Правителями таких частей могут быть только люди, сильные духом, способные к постоянной борьбе. В Римской империи такою частью была Галлия, изначала подверженная нападению германцев, изначала спорная между ними и Римом; отсюда важное значение Галлии, важное значение ее правителей и войска, в ней расположенного.
Галлия была украинок - римского цивилизованного мира не по отношению только к варварам арийского племени, германцам, но и по отношению к азиатским степным кочевым варварам, которых нельзя было усыновить цивилизации, которые, кроме опустошения, не приносили ничего. Граница Европы с Азией, которая теперь, во второй половине ХIХ-го века, на берегах Аму- и Сыр-Дарьи, в начале так называемых средних веков была на берегах Рейна; гуннские кибитки раскидывались в Галлии, на полях каталонских, и были отброшены отсюда страшными усилиями римско-германского ополчения.
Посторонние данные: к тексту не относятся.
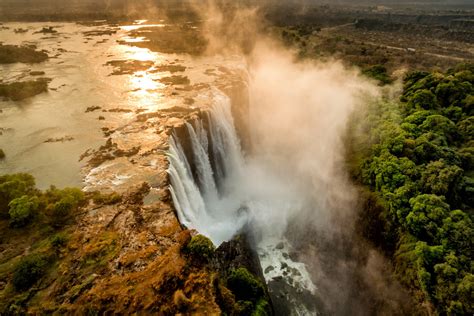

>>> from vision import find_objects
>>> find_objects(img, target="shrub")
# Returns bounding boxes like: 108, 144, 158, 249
45, 187, 85, 227
50, 233, 68, 253
12, 254, 48, 291
51, 198, 74, 227
0, 173, 36, 217
227, 267, 265, 302
8, 195, 38, 227
0, 149, 5, 159
185, 234, 215, 261
252, 299, 271, 316
362, 64, 393, 85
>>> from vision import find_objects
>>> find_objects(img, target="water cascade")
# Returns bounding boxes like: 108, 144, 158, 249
167, 89, 317, 314
167, 90, 247, 245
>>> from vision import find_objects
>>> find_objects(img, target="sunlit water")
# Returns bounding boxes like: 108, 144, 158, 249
0, 21, 175, 188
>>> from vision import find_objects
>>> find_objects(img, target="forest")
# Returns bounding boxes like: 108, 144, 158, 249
349, 63, 473, 314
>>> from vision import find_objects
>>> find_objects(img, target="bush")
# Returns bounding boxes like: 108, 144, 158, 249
362, 64, 393, 85
50, 233, 68, 253
185, 234, 215, 261
12, 254, 48, 291
8, 195, 39, 227
227, 268, 265, 302
0, 149, 5, 159
0, 173, 36, 217
45, 187, 85, 227
252, 299, 271, 316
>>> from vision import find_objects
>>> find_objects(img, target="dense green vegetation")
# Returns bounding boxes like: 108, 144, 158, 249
185, 234, 216, 262
184, 235, 271, 315
350, 64, 473, 314
0, 173, 85, 228
0, 173, 126, 313
362, 64, 393, 85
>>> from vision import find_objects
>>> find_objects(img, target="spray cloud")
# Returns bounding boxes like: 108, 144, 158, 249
166, 1, 419, 314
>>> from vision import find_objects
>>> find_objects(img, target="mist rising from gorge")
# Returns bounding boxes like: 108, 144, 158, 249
163, 2, 421, 314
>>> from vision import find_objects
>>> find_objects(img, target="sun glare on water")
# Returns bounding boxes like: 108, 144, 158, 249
128, 47, 157, 61
130, 71, 159, 91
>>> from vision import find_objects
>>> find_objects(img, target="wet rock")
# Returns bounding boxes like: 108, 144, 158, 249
150, 64, 186, 74
85, 138, 141, 167
30, 71, 45, 76
264, 265, 275, 274
0, 127, 14, 135
34, 26, 57, 34
105, 60, 154, 75
85, 106, 101, 113
0, 44, 48, 64
106, 108, 133, 113
0, 78, 50, 101
14, 28, 28, 33
214, 234, 266, 283
83, 29, 117, 37
44, 136, 74, 143
276, 242, 284, 250
159, 75, 190, 86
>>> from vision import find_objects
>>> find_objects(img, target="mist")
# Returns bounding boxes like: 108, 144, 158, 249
162, 1, 424, 314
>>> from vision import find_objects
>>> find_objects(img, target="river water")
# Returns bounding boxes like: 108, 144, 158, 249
1, 19, 416, 315
0, 21, 184, 188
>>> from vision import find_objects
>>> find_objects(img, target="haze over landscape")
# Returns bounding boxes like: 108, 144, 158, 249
0, 0, 472, 315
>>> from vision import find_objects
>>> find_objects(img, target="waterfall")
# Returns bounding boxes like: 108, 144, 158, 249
167, 88, 318, 314
167, 89, 247, 245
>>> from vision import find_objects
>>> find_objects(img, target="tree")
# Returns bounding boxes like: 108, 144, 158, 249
8, 195, 39, 227
44, 187, 85, 227
12, 254, 48, 291
457, 117, 474, 142
420, 160, 463, 197
407, 89, 439, 111
0, 173, 36, 217
419, 115, 457, 143
406, 194, 450, 242
435, 80, 472, 108
441, 210, 473, 255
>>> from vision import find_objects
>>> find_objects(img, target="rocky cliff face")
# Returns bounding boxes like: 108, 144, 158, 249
62, 62, 257, 313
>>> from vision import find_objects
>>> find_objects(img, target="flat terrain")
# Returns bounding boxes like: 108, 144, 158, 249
264, 4, 473, 74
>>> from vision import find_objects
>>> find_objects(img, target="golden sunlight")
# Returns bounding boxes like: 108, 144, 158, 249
130, 71, 159, 91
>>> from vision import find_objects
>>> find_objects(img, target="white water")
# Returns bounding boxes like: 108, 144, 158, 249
167, 89, 248, 245
167, 88, 317, 313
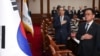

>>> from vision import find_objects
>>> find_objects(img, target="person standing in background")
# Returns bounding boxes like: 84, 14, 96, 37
77, 6, 84, 20
72, 7, 76, 15
66, 6, 73, 19
94, 7, 100, 18
51, 6, 57, 17
53, 6, 71, 45
84, 6, 87, 10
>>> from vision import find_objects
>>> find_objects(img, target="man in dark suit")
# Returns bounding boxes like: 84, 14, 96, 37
53, 6, 71, 44
77, 6, 84, 20
66, 6, 73, 19
94, 7, 100, 18
76, 8, 100, 56
72, 7, 76, 15
51, 6, 57, 17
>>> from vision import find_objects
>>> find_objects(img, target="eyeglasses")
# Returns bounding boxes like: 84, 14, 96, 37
85, 14, 93, 16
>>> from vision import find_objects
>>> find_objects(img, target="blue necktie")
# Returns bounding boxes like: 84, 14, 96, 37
85, 23, 89, 32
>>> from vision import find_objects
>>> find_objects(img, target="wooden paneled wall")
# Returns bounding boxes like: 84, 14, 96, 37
30, 0, 100, 24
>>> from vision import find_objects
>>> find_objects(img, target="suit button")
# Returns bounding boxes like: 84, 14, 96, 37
60, 31, 62, 32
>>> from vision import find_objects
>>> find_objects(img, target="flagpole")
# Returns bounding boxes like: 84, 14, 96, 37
21, 0, 23, 21
27, 0, 29, 8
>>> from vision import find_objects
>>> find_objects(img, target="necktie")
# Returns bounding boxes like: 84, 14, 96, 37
85, 23, 89, 32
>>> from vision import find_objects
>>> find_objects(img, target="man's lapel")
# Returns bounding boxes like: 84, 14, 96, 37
87, 22, 94, 33
58, 16, 61, 24
83, 23, 87, 33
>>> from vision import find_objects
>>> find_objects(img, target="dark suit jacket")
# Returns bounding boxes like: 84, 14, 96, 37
95, 10, 100, 18
51, 10, 57, 17
53, 15, 71, 38
72, 10, 76, 15
64, 9, 68, 15
77, 10, 84, 20
66, 10, 73, 19
95, 25, 100, 56
76, 21, 100, 56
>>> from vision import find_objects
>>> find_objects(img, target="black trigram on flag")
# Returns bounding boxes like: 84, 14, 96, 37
11, 0, 18, 11
1, 26, 5, 49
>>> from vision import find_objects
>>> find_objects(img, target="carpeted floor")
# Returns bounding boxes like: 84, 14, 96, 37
26, 24, 43, 56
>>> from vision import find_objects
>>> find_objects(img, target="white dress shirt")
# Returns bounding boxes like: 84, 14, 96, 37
60, 16, 64, 23
85, 20, 94, 32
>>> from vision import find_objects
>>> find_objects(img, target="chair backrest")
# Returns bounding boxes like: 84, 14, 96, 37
49, 45, 61, 56
47, 34, 60, 51
41, 29, 50, 53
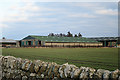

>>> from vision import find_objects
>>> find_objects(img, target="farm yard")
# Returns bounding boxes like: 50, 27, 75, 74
2, 47, 118, 71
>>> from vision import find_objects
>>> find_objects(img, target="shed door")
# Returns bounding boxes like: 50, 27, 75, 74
39, 41, 41, 46
28, 41, 31, 46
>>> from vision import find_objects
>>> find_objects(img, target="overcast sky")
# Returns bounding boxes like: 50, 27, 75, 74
0, 0, 118, 40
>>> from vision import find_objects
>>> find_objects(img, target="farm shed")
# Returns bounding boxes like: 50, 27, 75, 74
0, 38, 17, 47
19, 35, 102, 47
89, 37, 119, 47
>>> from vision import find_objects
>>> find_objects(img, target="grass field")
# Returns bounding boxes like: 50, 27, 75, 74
2, 48, 118, 71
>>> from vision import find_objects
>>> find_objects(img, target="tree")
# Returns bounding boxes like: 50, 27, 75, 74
67, 31, 73, 37
2, 37, 5, 39
60, 33, 63, 37
51, 33, 54, 36
67, 31, 70, 37
74, 34, 78, 37
48, 33, 54, 36
78, 33, 82, 37
62, 34, 66, 37
48, 32, 81, 37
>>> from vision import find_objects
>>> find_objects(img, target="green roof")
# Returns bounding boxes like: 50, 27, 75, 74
23, 35, 99, 43
89, 37, 118, 41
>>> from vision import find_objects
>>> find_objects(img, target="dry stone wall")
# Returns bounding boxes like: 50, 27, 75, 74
0, 55, 120, 80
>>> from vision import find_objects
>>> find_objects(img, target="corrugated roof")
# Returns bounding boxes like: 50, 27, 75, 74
23, 35, 99, 43
89, 37, 118, 41
0, 39, 16, 43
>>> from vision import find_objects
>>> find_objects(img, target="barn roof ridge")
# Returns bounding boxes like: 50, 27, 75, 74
29, 35, 87, 38
23, 35, 99, 43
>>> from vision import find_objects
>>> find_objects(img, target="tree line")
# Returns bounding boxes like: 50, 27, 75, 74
48, 31, 82, 37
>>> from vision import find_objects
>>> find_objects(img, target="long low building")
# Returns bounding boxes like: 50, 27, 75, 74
89, 37, 119, 47
18, 35, 103, 47
0, 38, 17, 47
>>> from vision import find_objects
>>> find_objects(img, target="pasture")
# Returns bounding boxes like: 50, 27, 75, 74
2, 48, 118, 71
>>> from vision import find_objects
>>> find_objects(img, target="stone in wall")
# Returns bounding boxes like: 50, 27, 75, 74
1, 56, 120, 79
111, 69, 120, 79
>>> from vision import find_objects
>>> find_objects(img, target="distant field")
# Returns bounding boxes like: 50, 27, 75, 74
2, 48, 118, 71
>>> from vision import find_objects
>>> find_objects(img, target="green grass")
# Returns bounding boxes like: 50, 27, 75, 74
2, 48, 118, 71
Когда Галлия стала владением германцев-франков, то значение ее не изменилось, значение украйны цивилизованного мира, возрожденного христианством. Вожди франков, ставши христианами и римскими сановниками, начинают в отношении к своим одноплеменникам, зарейнским германцам, ту же деятельность, как знаменитые римские полководцы, начиная с Цезаря. Они начинают наступательное движение на собственную Германию, а по их следам идут другие завоеватели, проповедники христианства, которые привязывали германцев духовною связью к Риму и его цивилизации.
Такая перемена в движении, то есть когда вместо движения германцев в области империи и преимущественно в Галлию последовало движение из Галлии в Германию, условливалась прежде всего истощением Германии. Никто, разумеется, не предположит, что Германия во время первого столкновения своего с Римом, дикая, покрытая дремучими лесами Германия, могла содержать большое народонаселение, особенно когда знаем, что германцы жили разбросанно, не скучиваясь в городах, которых не было. Конечно, мы не должны упускать из внимания большой плодушности арийских племен, следовательно, и германцев; но с другой стороны, мы знаем, что это разбросанное в дремучих лесах народонаселение ожесточенно дралось друг с другом и, кроме того, в продолжение веков постоянно выделяло из себя толпы переселенцев, которые под разными видами проходили в области империи и наконец перешли туда целыми народами.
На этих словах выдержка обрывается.